I’m running Ubuntu Server 22.04 LTS on a Raspberry Pi 3b.

First things first, install Podman and pull Pi-hole image.

sudo apt install podman
sudo podman pull docker.io/pihole/pihole

Avoid DNS conflict

Next we will need to edit systemd-resolved config because it uses port 53 for it’s DNS stub resolver which will conflict with Pi-hole.

sudo systemctl stop systemd-resolved
sudo nano /etc/systemd/resolved.conf #Sorry vim users

Add/uncomment the following line and change it’s value to “no”.

DNSStubListener=no

Start back the service and check that it is running correctly.

sudo systemctl start systemd-resolved
sudo systemctl status systemd-resolved

Podman command

This is the main command to create and start the container, remember to change the hostname, timezone and password. To update the container simply delete it and create a new one from the latest image, all configurations will be saved within Podman volumes “pihole” and “dnsmasq”.

sudo podman run -d \
--name=pihole \
--hostname=YOUR_HOSTNAME \
-e TZ=YOUR_TIMEZONE \
-e WEBPASSWORD=YOUR_PASSWORD \
-e SERVERIP=127.0.0.1 \
-v pihole:/etc/pihole \
-v dnsmasq:/etc/dnsmasq.d \
-p 53:53/tcp \
-p 53:53/udp \
-p 80:80 \
--restart=always \
pihole/pihole

Systemd service

Since Podman is deamonless we have to find a way to start the container after a reboot. Fortunately, we can do this with systemd and Podman will provide us the correct configuration file.

sudo podman generate systemd --new --name pihole > pihole.service
sudo mv pihole.service /etc/systemd/system

To finish reload systemd and start pihole.service.

sudo systemctl enable pihole.service
sudo systemctl start pihole.service
sudo systemctl status pihole.service

Now try to connect to the web interface at device_ip/admin. If everything works correctly you should see Pi-hole dashboard.

Update container

In order to update the container firstly download the new image.

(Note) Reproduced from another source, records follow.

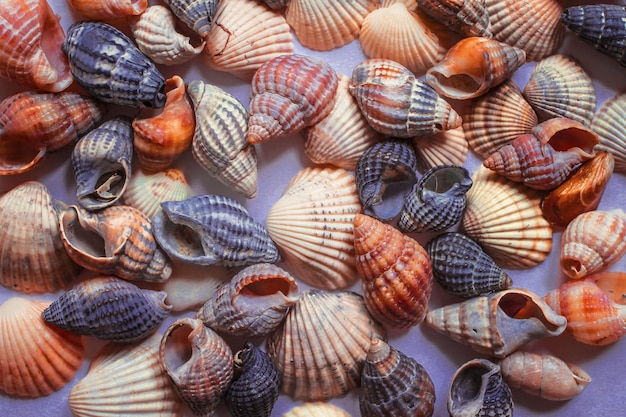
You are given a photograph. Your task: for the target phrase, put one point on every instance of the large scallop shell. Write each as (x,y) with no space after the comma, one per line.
(36,359)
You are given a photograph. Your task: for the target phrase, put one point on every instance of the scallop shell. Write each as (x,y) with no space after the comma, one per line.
(322,344)
(30,54)
(126,380)
(240,46)
(33,258)
(505,219)
(300,90)
(36,359)
(219,142)
(312,224)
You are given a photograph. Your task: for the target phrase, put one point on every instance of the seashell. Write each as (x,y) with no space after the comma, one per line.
(212,230)
(384,170)
(299,88)
(219,142)
(505,219)
(36,359)
(321,346)
(240,46)
(544,375)
(394,384)
(325,24)
(156,33)
(593,241)
(560,87)
(253,303)
(544,158)
(199,362)
(342,136)
(313,225)
(499,323)
(30,53)
(395,103)
(601,25)
(101,161)
(33,258)
(161,139)
(255,386)
(462,268)
(146,191)
(437,201)
(109,309)
(108,65)
(478,389)
(497,118)
(473,66)
(126,380)
(116,240)
(579,193)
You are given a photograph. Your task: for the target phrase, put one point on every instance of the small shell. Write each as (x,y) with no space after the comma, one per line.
(108,65)
(36,359)
(544,375)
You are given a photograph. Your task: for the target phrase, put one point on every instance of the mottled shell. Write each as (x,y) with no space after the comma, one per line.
(498,324)
(109,309)
(219,142)
(544,375)
(36,359)
(313,225)
(126,380)
(33,258)
(108,65)
(101,162)
(394,384)
(300,90)
(462,268)
(31,51)
(253,303)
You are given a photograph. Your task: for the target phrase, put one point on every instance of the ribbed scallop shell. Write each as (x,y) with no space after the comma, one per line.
(126,380)
(312,224)
(560,87)
(36,359)
(505,219)
(30,53)
(320,347)
(33,258)
(219,142)
(240,46)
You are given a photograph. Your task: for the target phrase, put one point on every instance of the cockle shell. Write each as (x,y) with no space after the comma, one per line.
(320,347)
(499,323)
(126,380)
(108,65)
(33,258)
(253,303)
(199,362)
(462,268)
(36,359)
(544,375)
(101,161)
(395,103)
(593,241)
(289,93)
(219,142)
(477,388)
(109,309)
(116,240)
(212,230)
(313,225)
(394,384)
(473,66)
(30,53)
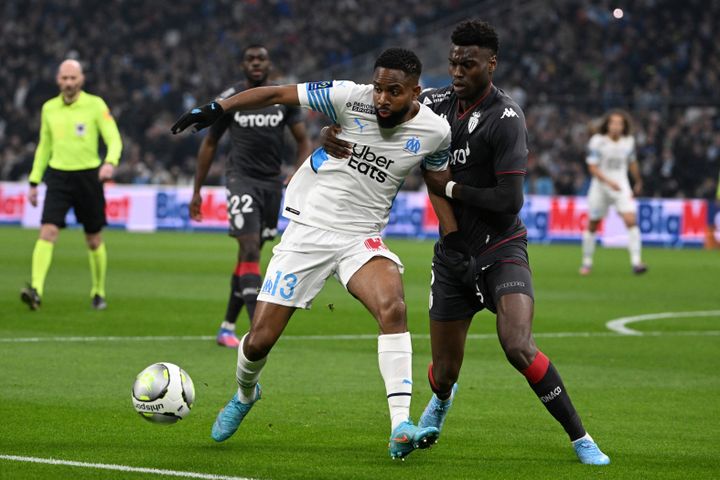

sudo podman pull docker.io/pihole/pihole

Then stop the service and delete the old image.

sudo systemctl stop pihole.service
sudo podman images
sudo podman rmi OLD_IMAGE_ID

If you accidentally deleted the image before downloading the new one you won’t have a DNS resolver. You can solve this problem by, temporarily, enabling the DNSStubListener that we previously disabled.

Start the service to enable Pi-hole again.

sudo systemctl start pihole.service

All settings should be unchanged since we used Podman volumes.